Legally obliged to bring all offers for the tournament sanction to their board of directors, Pasarell and Moore felt sick to their stomachs as the numbers, mostly from foreign interests, continued to swell. They came under enormous pressure to sell. And when they finally did, it was to a late bidder, Ellison, who promptly promised to change exactly nothing. The event as the founders knew and conceived it was saved.

Let’s not say “exactly” nothing.

Ellison told me that for 2011, Indian Wells will have Hawk-Eye electronic line-calling technology on all courts used for tournament matches. This is, after all, a man who owes his own fortune to the miracle of advanced technology. “Why should a guy on Court 6 not have the same, fair chance to win a match as the top names in the stadium?”

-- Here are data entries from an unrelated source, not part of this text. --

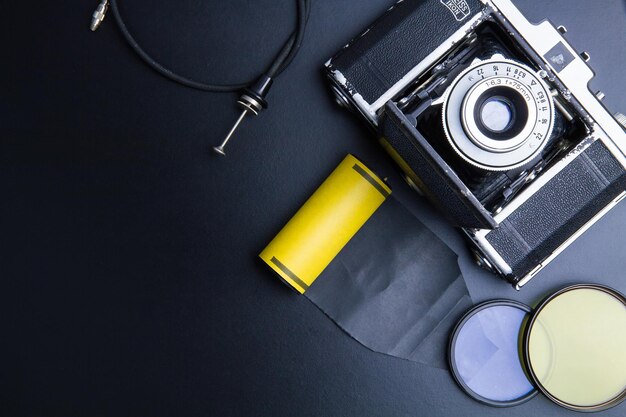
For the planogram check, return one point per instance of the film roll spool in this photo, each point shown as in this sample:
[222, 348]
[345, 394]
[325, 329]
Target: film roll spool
[575, 347]
[325, 223]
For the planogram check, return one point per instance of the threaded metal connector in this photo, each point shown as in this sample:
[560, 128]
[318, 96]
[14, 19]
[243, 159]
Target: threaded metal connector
[98, 15]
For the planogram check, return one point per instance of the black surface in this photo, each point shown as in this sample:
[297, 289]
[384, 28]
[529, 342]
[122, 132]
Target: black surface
[130, 282]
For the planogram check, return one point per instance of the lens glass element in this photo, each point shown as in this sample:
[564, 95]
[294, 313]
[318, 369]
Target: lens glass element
[496, 114]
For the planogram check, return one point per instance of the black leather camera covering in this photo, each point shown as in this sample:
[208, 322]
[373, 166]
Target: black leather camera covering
[444, 188]
[399, 41]
[559, 209]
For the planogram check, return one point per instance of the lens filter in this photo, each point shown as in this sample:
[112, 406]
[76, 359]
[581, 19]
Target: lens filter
[484, 354]
[575, 347]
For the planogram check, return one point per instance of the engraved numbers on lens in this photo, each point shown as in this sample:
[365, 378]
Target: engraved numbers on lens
[498, 115]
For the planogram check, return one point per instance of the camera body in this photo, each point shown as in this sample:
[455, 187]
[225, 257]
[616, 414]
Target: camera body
[491, 118]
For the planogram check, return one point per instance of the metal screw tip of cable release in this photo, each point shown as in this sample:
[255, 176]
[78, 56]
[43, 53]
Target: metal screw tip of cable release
[252, 101]
[220, 149]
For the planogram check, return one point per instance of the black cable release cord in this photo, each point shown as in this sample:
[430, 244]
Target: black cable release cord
[252, 99]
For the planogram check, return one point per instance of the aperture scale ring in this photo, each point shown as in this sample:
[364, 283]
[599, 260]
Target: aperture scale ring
[513, 75]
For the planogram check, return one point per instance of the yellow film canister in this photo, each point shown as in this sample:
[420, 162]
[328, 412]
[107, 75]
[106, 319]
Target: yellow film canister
[325, 223]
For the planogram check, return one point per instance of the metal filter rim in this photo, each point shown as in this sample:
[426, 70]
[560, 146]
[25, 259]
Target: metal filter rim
[452, 355]
[526, 354]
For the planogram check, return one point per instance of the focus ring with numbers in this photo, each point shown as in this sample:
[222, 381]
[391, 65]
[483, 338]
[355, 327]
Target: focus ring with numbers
[498, 115]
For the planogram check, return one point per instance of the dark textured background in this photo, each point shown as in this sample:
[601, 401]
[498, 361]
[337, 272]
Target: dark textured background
[129, 279]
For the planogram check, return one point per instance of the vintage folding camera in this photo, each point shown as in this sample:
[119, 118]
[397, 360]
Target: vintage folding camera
[491, 118]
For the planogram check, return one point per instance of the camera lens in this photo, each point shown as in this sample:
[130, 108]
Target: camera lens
[498, 115]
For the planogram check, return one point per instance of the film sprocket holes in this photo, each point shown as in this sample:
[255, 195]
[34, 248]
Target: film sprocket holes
[491, 117]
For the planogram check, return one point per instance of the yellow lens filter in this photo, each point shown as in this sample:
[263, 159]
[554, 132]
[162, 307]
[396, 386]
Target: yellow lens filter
[575, 347]
[573, 350]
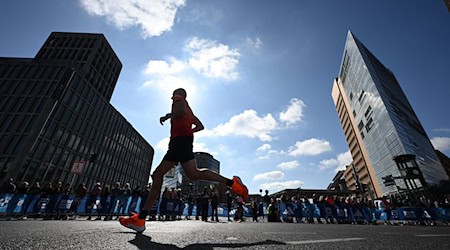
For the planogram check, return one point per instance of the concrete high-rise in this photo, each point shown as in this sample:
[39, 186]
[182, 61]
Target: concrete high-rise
[379, 122]
[55, 111]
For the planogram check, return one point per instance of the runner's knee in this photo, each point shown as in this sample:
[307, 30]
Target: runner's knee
[193, 175]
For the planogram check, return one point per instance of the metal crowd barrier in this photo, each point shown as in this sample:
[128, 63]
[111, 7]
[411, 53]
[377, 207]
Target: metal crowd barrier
[20, 204]
[345, 213]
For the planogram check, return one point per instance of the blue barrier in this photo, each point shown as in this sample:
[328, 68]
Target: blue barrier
[122, 205]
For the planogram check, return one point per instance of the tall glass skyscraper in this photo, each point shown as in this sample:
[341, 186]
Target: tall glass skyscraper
[55, 111]
[379, 123]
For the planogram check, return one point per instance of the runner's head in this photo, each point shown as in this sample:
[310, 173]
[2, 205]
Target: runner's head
[180, 92]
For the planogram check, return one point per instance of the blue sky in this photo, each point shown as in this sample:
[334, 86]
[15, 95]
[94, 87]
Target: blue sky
[258, 73]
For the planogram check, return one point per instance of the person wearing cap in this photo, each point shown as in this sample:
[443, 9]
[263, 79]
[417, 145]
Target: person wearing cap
[183, 125]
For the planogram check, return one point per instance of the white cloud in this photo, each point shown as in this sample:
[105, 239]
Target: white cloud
[159, 67]
[341, 161]
[253, 43]
[247, 124]
[168, 83]
[441, 143]
[269, 153]
[154, 17]
[213, 59]
[294, 112]
[309, 147]
[289, 165]
[277, 186]
[269, 176]
[264, 147]
[163, 145]
[201, 147]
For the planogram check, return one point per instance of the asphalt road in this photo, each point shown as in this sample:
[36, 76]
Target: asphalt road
[82, 234]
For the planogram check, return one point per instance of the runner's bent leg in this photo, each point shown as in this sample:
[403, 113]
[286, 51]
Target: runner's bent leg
[193, 173]
[157, 178]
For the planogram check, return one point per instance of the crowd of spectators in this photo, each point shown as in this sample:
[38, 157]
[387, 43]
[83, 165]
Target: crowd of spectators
[277, 209]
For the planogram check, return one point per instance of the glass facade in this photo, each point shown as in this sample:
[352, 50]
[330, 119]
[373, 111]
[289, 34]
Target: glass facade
[55, 110]
[386, 122]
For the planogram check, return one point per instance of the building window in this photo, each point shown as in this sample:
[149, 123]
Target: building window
[360, 125]
[369, 124]
[367, 111]
[361, 96]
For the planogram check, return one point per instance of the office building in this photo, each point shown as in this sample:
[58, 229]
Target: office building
[56, 120]
[379, 123]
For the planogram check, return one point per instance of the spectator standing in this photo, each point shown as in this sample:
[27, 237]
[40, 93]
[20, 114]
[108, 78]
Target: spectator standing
[116, 202]
[92, 199]
[229, 202]
[80, 193]
[214, 205]
[190, 201]
[198, 202]
[105, 203]
[266, 197]
[205, 204]
[24, 189]
[254, 206]
[67, 189]
[143, 196]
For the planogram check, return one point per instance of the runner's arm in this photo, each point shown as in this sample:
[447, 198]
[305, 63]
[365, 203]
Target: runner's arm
[178, 111]
[198, 126]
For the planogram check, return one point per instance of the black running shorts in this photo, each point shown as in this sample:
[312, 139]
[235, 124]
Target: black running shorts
[180, 149]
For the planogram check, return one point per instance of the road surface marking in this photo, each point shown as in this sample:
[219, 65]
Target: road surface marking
[290, 233]
[322, 241]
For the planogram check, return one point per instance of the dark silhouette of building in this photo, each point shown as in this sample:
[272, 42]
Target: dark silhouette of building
[445, 161]
[447, 3]
[55, 113]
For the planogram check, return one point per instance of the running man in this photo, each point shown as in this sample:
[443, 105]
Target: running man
[183, 126]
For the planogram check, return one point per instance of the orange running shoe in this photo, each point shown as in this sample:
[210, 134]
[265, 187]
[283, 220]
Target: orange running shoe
[133, 222]
[239, 188]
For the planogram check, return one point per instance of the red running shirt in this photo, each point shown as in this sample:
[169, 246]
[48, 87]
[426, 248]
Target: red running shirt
[181, 126]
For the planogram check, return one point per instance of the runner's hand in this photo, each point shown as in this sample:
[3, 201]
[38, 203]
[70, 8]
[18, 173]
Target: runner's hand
[162, 119]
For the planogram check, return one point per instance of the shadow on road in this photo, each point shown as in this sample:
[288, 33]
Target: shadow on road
[145, 242]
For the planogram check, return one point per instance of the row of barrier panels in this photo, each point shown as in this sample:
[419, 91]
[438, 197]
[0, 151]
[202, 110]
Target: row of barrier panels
[347, 213]
[123, 205]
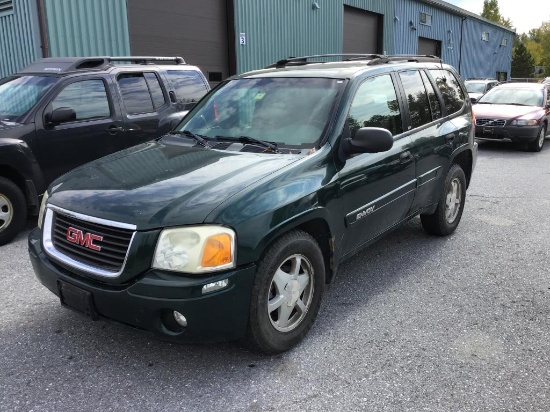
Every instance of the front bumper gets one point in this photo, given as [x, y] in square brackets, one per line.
[148, 303]
[517, 134]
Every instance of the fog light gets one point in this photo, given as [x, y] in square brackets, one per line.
[211, 287]
[180, 319]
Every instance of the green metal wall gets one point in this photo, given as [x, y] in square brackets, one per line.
[87, 27]
[276, 29]
[19, 39]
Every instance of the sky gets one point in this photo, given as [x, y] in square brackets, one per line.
[525, 15]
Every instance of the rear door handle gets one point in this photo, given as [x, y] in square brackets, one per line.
[405, 157]
[114, 129]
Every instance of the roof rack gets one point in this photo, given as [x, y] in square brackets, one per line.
[373, 59]
[60, 65]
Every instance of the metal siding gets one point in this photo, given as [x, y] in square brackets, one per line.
[19, 42]
[477, 60]
[277, 29]
[87, 27]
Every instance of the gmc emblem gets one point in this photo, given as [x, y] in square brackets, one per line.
[87, 240]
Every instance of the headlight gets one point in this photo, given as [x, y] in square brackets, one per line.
[524, 122]
[197, 249]
[42, 209]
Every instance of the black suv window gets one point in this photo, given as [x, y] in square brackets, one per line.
[449, 86]
[188, 84]
[87, 98]
[375, 105]
[141, 92]
[417, 98]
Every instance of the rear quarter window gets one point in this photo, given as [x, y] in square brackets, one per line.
[448, 84]
[188, 85]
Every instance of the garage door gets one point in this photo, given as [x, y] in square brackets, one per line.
[197, 30]
[429, 46]
[362, 31]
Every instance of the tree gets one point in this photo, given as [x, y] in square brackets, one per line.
[522, 61]
[491, 12]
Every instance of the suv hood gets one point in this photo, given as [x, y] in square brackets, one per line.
[504, 111]
[156, 185]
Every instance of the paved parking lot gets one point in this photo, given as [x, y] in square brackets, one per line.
[413, 323]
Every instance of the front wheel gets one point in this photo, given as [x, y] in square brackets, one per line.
[287, 293]
[13, 210]
[537, 144]
[450, 206]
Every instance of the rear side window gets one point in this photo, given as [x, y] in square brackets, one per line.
[417, 98]
[141, 92]
[453, 97]
[375, 105]
[189, 86]
[87, 98]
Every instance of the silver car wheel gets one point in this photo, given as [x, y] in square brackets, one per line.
[6, 211]
[290, 293]
[453, 200]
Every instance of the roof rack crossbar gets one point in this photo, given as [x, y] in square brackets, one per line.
[372, 59]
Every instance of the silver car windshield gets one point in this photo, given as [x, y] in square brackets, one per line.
[519, 96]
[290, 112]
[19, 95]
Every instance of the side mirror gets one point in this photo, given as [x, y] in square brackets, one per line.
[368, 140]
[62, 115]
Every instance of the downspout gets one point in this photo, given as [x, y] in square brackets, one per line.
[42, 25]
[460, 47]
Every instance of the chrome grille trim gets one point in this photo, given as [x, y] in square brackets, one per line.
[52, 251]
[490, 122]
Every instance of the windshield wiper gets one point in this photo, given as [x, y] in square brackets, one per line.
[195, 136]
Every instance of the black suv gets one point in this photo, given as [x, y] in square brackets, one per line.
[231, 225]
[59, 113]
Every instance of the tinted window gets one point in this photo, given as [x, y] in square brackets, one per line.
[87, 98]
[19, 95]
[453, 97]
[188, 84]
[135, 93]
[155, 89]
[375, 105]
[417, 98]
[435, 106]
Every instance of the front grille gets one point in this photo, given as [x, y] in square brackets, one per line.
[490, 122]
[113, 245]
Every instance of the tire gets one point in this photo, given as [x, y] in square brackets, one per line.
[285, 301]
[537, 144]
[450, 206]
[13, 210]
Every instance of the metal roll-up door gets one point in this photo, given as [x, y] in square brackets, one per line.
[197, 30]
[362, 31]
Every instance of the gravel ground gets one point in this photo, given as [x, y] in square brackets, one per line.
[413, 323]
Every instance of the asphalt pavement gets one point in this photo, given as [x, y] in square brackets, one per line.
[413, 323]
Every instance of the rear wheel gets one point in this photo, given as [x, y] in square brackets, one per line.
[13, 210]
[287, 293]
[537, 144]
[450, 206]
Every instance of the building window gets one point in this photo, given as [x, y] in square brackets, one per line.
[425, 19]
[6, 7]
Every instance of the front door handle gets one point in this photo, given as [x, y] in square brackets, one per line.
[114, 129]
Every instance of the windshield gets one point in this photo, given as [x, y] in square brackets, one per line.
[287, 111]
[519, 96]
[475, 87]
[19, 95]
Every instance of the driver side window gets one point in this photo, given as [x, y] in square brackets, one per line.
[375, 105]
[87, 98]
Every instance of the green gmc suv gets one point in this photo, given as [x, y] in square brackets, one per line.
[230, 226]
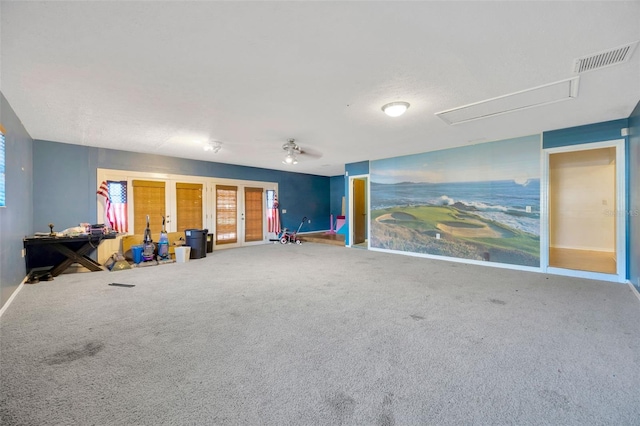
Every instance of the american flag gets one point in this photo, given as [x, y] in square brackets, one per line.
[273, 216]
[115, 195]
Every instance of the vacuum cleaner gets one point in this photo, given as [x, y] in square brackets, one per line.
[148, 248]
[163, 243]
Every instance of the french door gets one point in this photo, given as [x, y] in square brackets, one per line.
[239, 218]
[233, 210]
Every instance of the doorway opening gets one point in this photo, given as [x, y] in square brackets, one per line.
[585, 232]
[359, 212]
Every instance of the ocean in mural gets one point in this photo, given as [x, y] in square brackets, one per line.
[460, 214]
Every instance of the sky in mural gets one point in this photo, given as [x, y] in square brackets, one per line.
[472, 163]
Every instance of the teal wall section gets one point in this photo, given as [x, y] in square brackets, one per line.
[598, 132]
[15, 218]
[337, 192]
[634, 197]
[65, 183]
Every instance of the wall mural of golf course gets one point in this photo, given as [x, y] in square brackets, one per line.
[478, 202]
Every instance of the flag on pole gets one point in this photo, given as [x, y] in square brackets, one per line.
[115, 198]
[273, 216]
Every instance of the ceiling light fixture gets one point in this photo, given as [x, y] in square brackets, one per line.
[213, 146]
[291, 148]
[395, 109]
[290, 159]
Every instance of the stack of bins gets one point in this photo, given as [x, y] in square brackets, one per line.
[197, 240]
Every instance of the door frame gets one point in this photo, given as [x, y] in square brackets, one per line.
[351, 217]
[621, 222]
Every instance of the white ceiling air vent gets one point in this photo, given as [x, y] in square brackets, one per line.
[603, 59]
[529, 98]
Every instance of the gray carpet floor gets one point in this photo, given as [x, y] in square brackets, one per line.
[320, 335]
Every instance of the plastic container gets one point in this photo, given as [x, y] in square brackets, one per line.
[136, 252]
[182, 254]
[209, 243]
[197, 240]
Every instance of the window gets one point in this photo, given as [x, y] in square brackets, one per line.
[2, 162]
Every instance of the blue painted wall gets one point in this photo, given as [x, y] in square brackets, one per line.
[15, 218]
[597, 132]
[65, 183]
[634, 197]
[337, 192]
[352, 169]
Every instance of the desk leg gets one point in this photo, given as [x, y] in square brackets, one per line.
[75, 256]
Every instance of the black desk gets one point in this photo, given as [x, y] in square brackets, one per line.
[60, 252]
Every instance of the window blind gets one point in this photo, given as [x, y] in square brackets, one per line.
[189, 206]
[148, 199]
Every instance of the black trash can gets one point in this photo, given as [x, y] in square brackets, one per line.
[209, 243]
[197, 240]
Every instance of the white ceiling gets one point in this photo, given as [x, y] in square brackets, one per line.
[165, 77]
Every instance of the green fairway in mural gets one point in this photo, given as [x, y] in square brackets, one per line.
[480, 202]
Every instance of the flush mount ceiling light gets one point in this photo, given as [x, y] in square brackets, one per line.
[292, 149]
[395, 109]
[213, 146]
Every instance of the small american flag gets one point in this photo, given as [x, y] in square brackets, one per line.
[273, 216]
[115, 195]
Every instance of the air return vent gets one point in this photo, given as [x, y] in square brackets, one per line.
[604, 59]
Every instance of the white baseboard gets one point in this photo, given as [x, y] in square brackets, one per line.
[13, 296]
[634, 290]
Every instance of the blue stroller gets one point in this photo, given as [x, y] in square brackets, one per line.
[287, 237]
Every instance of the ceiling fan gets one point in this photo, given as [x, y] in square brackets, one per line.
[293, 150]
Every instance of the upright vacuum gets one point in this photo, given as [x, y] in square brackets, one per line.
[163, 243]
[148, 248]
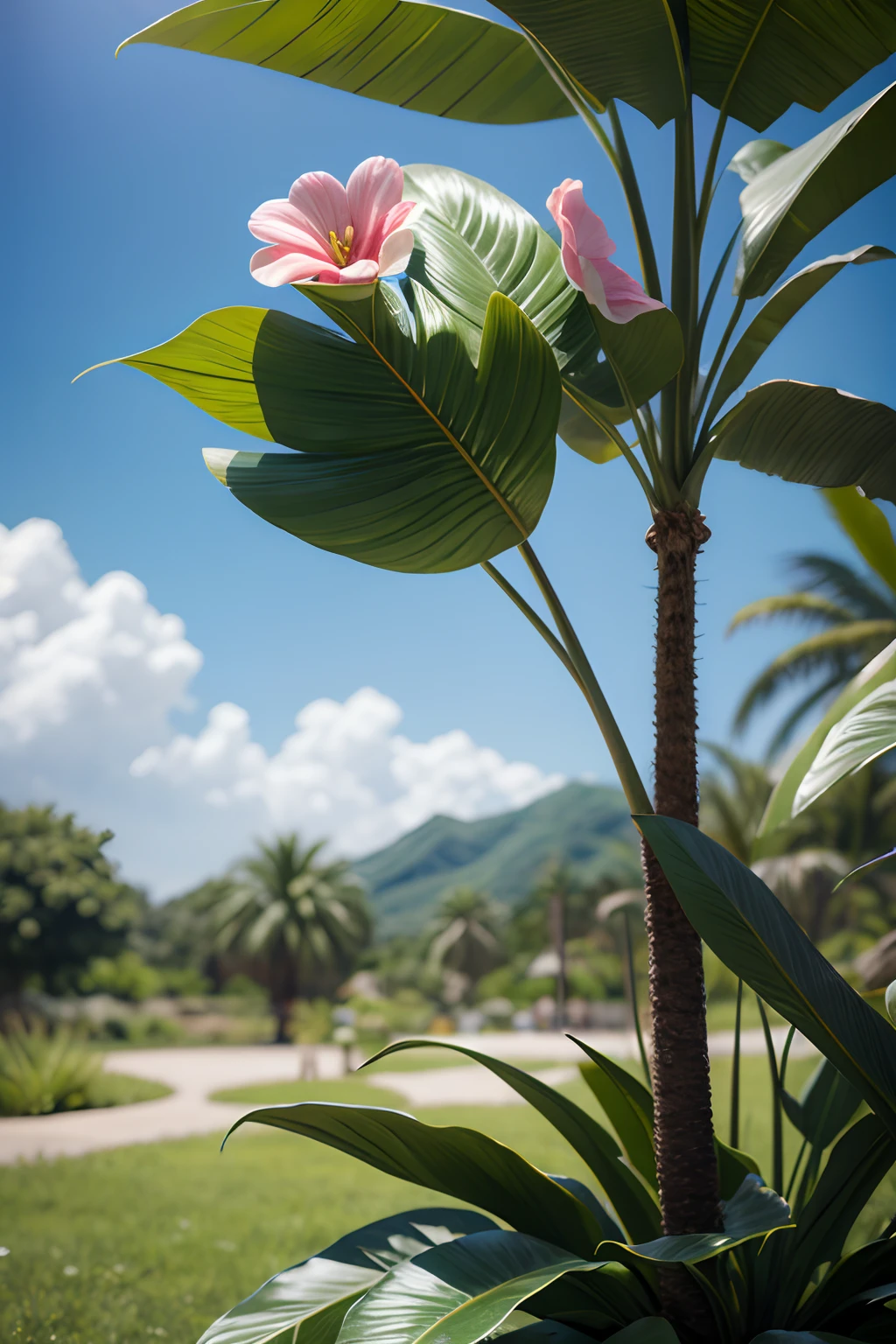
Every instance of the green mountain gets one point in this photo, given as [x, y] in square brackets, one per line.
[587, 825]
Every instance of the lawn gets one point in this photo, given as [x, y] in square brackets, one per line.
[153, 1242]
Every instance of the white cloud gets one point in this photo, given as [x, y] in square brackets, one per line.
[89, 677]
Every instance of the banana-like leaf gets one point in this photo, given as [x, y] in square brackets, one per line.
[815, 436]
[868, 529]
[800, 193]
[457, 1293]
[594, 1145]
[413, 458]
[754, 156]
[472, 240]
[748, 929]
[780, 808]
[614, 49]
[627, 1105]
[861, 735]
[777, 312]
[858, 1164]
[312, 1298]
[826, 1105]
[754, 1211]
[424, 57]
[457, 1161]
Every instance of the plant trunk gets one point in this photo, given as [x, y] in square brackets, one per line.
[682, 1108]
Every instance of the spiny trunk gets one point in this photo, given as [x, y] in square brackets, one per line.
[682, 1126]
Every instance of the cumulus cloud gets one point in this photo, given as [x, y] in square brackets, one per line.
[90, 676]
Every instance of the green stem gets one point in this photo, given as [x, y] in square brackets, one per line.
[777, 1109]
[617, 746]
[634, 999]
[734, 1135]
[629, 180]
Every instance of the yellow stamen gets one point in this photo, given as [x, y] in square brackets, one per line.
[341, 248]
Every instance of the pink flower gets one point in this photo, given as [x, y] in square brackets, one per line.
[333, 234]
[586, 248]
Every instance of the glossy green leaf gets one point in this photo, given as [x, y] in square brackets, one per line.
[754, 1211]
[777, 312]
[614, 49]
[457, 1293]
[780, 809]
[754, 156]
[312, 1298]
[858, 1164]
[454, 1160]
[826, 1105]
[800, 193]
[424, 57]
[815, 436]
[868, 529]
[861, 735]
[627, 1105]
[748, 929]
[413, 458]
[598, 1150]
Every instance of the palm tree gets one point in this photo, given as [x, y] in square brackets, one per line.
[465, 935]
[294, 913]
[852, 611]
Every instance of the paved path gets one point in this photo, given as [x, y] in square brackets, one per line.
[193, 1073]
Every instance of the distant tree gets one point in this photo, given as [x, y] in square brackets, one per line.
[294, 914]
[60, 900]
[466, 935]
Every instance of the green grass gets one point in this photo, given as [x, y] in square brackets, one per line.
[164, 1238]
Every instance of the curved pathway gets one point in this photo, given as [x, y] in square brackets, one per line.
[193, 1073]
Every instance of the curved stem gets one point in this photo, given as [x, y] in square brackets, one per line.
[617, 746]
[629, 180]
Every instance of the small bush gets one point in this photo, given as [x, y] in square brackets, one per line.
[42, 1071]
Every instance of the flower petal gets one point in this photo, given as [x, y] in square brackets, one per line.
[283, 265]
[373, 190]
[278, 222]
[321, 203]
[621, 296]
[359, 273]
[396, 252]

Ellison will also build more practice courts (the 55-acre site, now owned outright by Ellison, has plenty of room to expand), and install more video monitors and other technical gadgetry to ensure that anyone, anywhere on the grounds, will be able to keep track of the doings on the courts. He also hopes to add a small doubles event featuring present champions paired with former ones: Sampras and Nadal vs. Federer and McEnroe. That kind of thing.  As the new owner, Ellison found one feature of the event lacking. It was in a department we’ll call . . . culinary. The new boss did not like the hot dogs. They were awful compared to the Chicago hot dogs of Ellison’s youth.

During his first meeting with an understandably nervous Indian Wells staff, Ellison’s first words were: “My job is to stay out of your way.” He then retained everyone, beginning with Pasarell and Moore. Some employees got raises; nobody suffered a cut. Pasarell and Moore will continue to run the event, which Ellison refers to as “our” tournament.

Pasarell and Moore were at that meeting, but they had other things on their minds. They were eager to get to Chicago, to research the hot dogs.